We have used a focused ion beam irradiation under XeF₂ environment in high vacuum to design the site-selective fluorination. In this method, the graphene surface is locally radicalized using high-energy ion irradiation under fluorine contained precursor molecule environment. We have used X-ray photoelectron spectroscopy (XPS), Raman spectroscopy, scanning tunnelling microscopy (STM), and density functional theory (DFT) calculations to verify the fluorination process and explain the mechanism.
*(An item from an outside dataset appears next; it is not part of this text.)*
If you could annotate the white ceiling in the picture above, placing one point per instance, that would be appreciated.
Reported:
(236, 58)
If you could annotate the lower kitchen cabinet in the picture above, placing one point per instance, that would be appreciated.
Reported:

The defected structures shown in Figure 8a, b are obtained by irradiating graphene locally with high-energy (30 kV) Ga⁺ ions with an irradiation dose of 10¹³ ions cm⁻². Under this amount of irradiation dose, graphene retains most of its lattice structure. However, the damaged part shows significant defect formations, which are mainly vacancies. The formation of fluorinated graphene can be seen from Figure 8c, where XPS shows a clear signal of F 1 s peak. We have also used Raman spectroscopy to find out the structural information. From the Raman spectroscopy figure (Figure 8d), we can see that the intensity of the D-peak (at 1350 cm⁻¹) increases after irradiation and the intensity of the 2D-peak decreases sharply. It means that the translational symmetry of sp² bond is broken. Compared to the defected graphene, in fluorinated graphene, the ratio of D and G peak (I_D/I_G) is lower. This implies that fluorinated graphene contains less structural disorder.

STM experiments were carried out on the fluorinated graphene for a better understanding of structures. Figure 9 shows these images, which are taken at low bias voltage of −75 mV at Fermi level. In Figure 9a, a 20 × 20 nm² area of fluorinated graphene is shown. The surface is covered by various defects, corrugations, etc. Standing waves with different structures near the defect area form these corrugations. The Fast Fourier transformation of Figure 9a is shown in Figure 9d, which clearly shows the first Brillouin zone of the hexagonal lattice and the K points. These K points are related to the standing waves pattern from the intervalley scattering [50]. All the defects in the surface are connected with the standing waves. Larger defects (zoomed in Figure 9b) show standing waves as straight lines similar to as observed in step edges. Thus, it can be concluded that the fluorinated graphene remains metallic [51]. In Figure 9c, the bright features are associated with the fluorine atoms. Combining the observation of standing waves related to delocalized electron at the conjugated sp² bonds from Figure 9b, it could be concluded that the fluorination happens near the defect sites created by the ion irradiation.

We have also performed ab initio density functional-based calculations to find out fluorine adsorption characteristics on defected graphene. We have used two models of defected graphene for our calculations as shown in Figure 10. These models are: (i) divacancy model and (ii) hole-defect model. These are the two types of models that can be seen in the STM images. In these two types of defects, there are only four possible places for single fluorine adatoms to be adsorbed. These four places are marked as site A–D. In Table 1, we have tabulated the energetics. Our calculations show that the adsorption energy of the fluorine adatom on pristine graphene is very high compared to the di-vacancy and the hole defects. It implies that the fluorine atoms are prone to react with the carbon atom surrounding the defect sites. At site C, the carbon atom is radicalized due to the presence of dangling bonds and hence has very low adsorption energy for fluorine adsorption. In this case, the C–F bond is planar with a bond length of 0.136 nm, typical for sp² hybridization. The C–F bonds in other sites are all out of plane (perpendicular to the graphene lattice) and have sp³ hybridization. This strong bond between dangling bond and fluorine atoms implies that different gases could be utilized to functionalize graphene.

In conclusion, we have showed an experimental technique to design site-selective local fluorination using high kinetic energy ion irradiation and simultaneous XeF₂ gas injection. Our method opens up a possibility of functionalize graphene locally with a wide range of other functional materials.